Quelles sont les spécificités des dynamiques actuelles de cet espace ? Ville latino-américaine (diaspora cubaine, mexicaine et aujourd’hui vénézuélienne (1/4 de la population exilée en Colombie et ailleurs)), Miami serait la capitale de l’espace caraïbe. Les États-Unis encore très attractifs représentent les 2/3 des migrations internationales de cet espace. Par contre, on assiste à un affaiblissement des liens vers les anciennes colonies européennes et un renforcement des circulations internes à la Caraïbe avec des couples migratoires comme la Colombie et le Venezuela ou le Costa-Rica et le Nicaragua, Haïti et la République dominicaine avec beaucoup d’irréguliers haïtiens (1,5 million) qui occupent des camps à la frontière. Beaucoup d’Haïtiens vivent au Venezuela, au Canada (étude de la géographe Violaine Jolivet de l’université de Montréal), au Brésil, au Chili (60 000 personnes). Plusieurs générations d’Haïtiens ont intégré le Canada et la politique de ce pays permet un ascenseur social ; lire Dany Laferrière de l’Académie française. Certains migrants sont à l’avant-garde des flux migratoires et de leurs problèmes. Les gens sont de mieux en mieux informés des espaces accueillants contre l’effet Trump et le durcissement au Canada. Les migrations sont des choix, des stratégies individuelles ou collectives, parfois avec des drames. A l’échelle locale, les trajectoires individuelles sont beaucoup plus nuancées. Par exemple, au Sud, les frontières sont poreuses, dans l’espace insulaire ou dans le bassin amazonien incontrôlable. Les manières de circuler diffèrent selon les groupes en fonction de leur histoire. L’approche macro et l’approche micro sensibilisent sur l’infini des possibles dans les stratégies migratoires.

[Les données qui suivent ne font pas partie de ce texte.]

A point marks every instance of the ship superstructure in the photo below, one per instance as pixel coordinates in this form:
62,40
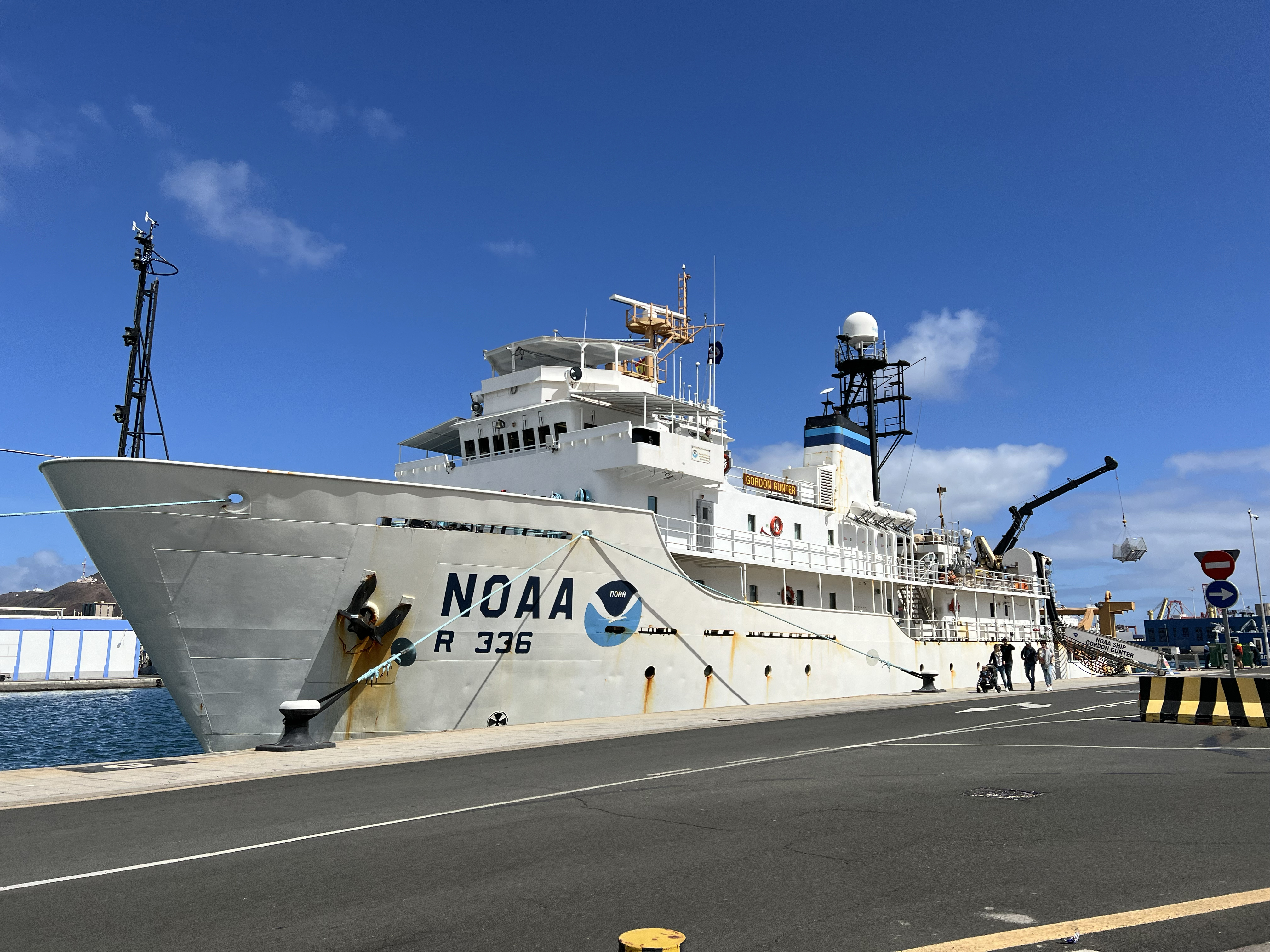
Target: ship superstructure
580,545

Quels sont les nouveaux enjeux de ces migrations internationales ? Un enjeu très important est la circulation transnationale, un terme posé par les anthropologues américains spécialisés dans les Caraïbes. Elle s’exprime par les remises ou la protection sociale transnationale (des familles très élargies se constituent des réseaux de sécurité qui dépassent les frontières comme au Sénégal où les remises servent de sécurité sociale). On commence à créer des espaces d’échanges de libre circulation comme le CARICOM. Existent aussi aux États-Unis, des nationaux américains qui vivent dans un milieu transnational totalement tournés vers l’Amérique latine. On parle de la génération 0,5, c’est-à-dire, 600 000 enfants nés aux États-Unis de parents mexicains (le solde migratoire à la frontière est devenu négatif puisque beaucoup de gens retournent au Mexique). Ces enfants bilingues et binationaux, espagnol et anglais, qui ont étudié aux États-Unis, partent au Mexique et se retrouvent à l’école avec des Mexicains… Cependant la crispation des frontières au nord de l’Amérique se retrouve aux frontières de l’espace insulaire, qui va de pair avec la montée des nationalistes.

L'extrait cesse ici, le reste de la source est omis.